Yestereday was my son Dudley's 11th Birthday. We like to call him Dudders(well my wife Petunia does anyway.) Anyways here is my story about how you guys ruined my son's birthday. This was from your store at Scurry.

First of all his birthday did not start off right. My wife and I had bought him gifts. We had bought him 36 gifts from your store. He came downstairs and immediately he asked how many gifts we had for him. I told him that there were 36 gifts. He complained that last year there was 37 and started sulking. I told him that this year he had bigger gifts. He was still not sasistisfied. I reassured him that after his party we would get two new gifts. (I had bought him a pool table, a playstation 3, and a nintendo Wii, several games, a psp, games for the psp and his six other game syetems ect.

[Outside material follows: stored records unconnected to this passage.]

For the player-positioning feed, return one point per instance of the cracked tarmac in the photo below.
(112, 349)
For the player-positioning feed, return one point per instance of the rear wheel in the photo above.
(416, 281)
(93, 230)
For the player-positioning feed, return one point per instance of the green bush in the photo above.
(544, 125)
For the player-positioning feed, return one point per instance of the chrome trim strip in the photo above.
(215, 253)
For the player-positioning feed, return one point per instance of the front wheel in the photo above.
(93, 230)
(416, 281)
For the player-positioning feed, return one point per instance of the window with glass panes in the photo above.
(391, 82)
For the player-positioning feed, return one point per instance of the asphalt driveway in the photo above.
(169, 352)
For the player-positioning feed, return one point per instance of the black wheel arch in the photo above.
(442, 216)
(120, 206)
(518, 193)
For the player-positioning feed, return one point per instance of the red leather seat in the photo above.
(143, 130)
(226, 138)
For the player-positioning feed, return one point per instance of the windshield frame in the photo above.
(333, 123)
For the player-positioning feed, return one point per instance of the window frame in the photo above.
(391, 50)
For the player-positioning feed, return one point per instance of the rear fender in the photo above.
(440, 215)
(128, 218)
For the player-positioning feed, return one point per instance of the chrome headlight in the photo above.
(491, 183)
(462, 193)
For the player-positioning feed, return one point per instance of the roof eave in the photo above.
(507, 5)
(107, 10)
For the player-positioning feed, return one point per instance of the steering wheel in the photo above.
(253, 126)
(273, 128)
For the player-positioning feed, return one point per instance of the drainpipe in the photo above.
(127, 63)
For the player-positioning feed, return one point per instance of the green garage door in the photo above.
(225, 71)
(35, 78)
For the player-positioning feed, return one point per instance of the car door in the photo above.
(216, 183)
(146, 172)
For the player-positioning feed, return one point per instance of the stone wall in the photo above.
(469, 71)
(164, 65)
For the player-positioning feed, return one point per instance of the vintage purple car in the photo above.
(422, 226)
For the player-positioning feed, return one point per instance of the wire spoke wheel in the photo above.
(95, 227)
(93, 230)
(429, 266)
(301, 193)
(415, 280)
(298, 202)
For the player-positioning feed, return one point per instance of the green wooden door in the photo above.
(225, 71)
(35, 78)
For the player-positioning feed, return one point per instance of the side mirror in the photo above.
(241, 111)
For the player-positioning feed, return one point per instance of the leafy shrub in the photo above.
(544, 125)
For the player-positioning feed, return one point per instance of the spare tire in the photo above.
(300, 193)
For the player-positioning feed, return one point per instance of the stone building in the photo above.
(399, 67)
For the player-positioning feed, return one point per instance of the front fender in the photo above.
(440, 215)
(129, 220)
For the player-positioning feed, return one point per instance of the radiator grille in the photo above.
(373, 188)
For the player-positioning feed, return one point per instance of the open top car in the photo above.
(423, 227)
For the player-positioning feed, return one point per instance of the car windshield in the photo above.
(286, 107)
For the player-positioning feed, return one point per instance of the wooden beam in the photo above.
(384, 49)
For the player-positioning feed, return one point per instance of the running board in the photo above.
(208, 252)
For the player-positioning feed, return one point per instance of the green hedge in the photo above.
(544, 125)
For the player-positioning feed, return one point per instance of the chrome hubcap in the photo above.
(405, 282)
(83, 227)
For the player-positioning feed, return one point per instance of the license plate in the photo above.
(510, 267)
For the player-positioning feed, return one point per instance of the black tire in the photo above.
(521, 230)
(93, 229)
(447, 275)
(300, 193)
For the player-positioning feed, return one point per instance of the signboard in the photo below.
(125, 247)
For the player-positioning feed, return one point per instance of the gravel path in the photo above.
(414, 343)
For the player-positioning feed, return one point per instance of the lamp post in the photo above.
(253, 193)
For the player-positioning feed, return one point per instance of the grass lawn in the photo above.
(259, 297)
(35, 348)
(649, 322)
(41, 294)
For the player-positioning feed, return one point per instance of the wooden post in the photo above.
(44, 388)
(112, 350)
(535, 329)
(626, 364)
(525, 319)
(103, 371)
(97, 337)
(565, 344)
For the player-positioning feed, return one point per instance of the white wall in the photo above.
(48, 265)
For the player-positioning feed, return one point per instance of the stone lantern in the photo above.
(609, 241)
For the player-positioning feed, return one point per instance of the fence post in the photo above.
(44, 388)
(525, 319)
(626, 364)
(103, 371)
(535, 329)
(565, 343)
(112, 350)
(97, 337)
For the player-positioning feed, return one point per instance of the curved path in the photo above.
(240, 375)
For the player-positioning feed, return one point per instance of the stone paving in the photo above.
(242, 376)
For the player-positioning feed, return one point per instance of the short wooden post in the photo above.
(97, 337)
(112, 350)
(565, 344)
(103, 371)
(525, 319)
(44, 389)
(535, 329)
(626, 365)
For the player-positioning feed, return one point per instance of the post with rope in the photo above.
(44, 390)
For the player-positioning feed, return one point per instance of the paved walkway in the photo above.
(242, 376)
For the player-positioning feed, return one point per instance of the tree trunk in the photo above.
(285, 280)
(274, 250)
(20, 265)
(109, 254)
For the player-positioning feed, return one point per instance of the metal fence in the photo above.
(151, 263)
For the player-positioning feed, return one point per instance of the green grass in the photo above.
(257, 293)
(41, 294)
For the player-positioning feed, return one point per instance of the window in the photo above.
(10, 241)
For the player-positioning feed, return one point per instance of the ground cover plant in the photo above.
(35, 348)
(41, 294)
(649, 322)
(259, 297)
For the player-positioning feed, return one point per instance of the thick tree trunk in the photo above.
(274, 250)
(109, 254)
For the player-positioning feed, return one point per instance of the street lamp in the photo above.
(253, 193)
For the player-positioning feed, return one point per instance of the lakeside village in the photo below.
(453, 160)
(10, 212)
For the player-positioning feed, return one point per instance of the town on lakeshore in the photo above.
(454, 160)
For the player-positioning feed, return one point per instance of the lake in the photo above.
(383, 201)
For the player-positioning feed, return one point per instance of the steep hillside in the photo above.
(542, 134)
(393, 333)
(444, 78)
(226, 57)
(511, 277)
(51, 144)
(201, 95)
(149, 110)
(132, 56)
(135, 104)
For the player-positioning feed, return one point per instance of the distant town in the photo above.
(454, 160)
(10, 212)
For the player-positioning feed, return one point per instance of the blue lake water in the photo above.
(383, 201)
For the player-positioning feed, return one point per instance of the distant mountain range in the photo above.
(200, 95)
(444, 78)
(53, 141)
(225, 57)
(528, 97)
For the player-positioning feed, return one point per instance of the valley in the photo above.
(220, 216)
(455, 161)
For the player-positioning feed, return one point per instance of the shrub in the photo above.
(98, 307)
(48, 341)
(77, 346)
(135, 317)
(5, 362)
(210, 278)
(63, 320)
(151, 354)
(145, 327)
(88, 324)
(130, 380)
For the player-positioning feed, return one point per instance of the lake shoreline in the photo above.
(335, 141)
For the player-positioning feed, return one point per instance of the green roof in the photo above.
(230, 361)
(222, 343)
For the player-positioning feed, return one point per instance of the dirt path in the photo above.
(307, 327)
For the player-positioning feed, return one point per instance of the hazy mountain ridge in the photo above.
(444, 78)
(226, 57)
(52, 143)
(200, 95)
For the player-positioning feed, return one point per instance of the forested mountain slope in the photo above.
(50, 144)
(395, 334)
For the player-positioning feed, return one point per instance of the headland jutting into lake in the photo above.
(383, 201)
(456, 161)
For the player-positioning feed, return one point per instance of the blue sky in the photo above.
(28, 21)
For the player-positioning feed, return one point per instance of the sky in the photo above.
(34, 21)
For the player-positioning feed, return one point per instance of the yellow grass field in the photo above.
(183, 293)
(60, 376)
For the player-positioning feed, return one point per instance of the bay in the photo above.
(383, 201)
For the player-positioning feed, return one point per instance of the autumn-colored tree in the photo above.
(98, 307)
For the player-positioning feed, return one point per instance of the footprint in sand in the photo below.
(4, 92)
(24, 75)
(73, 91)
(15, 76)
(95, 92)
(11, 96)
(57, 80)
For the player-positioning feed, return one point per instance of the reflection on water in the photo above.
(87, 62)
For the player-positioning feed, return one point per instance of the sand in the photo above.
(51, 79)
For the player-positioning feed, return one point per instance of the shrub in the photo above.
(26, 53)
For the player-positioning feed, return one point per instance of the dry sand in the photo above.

Than as if that was not enough, we could not get a Nanny for our wicked evel neffew Harry. We had to take him along with us. He is a troublemaker. His parents were no good either. He was left on our doorstep. Apparently his parents had been killed in a car crash. His father James was drunk at the wheel. Well we had Dudder's birthday party at the London Zoo and somehow a snake got loose and almost attacked him.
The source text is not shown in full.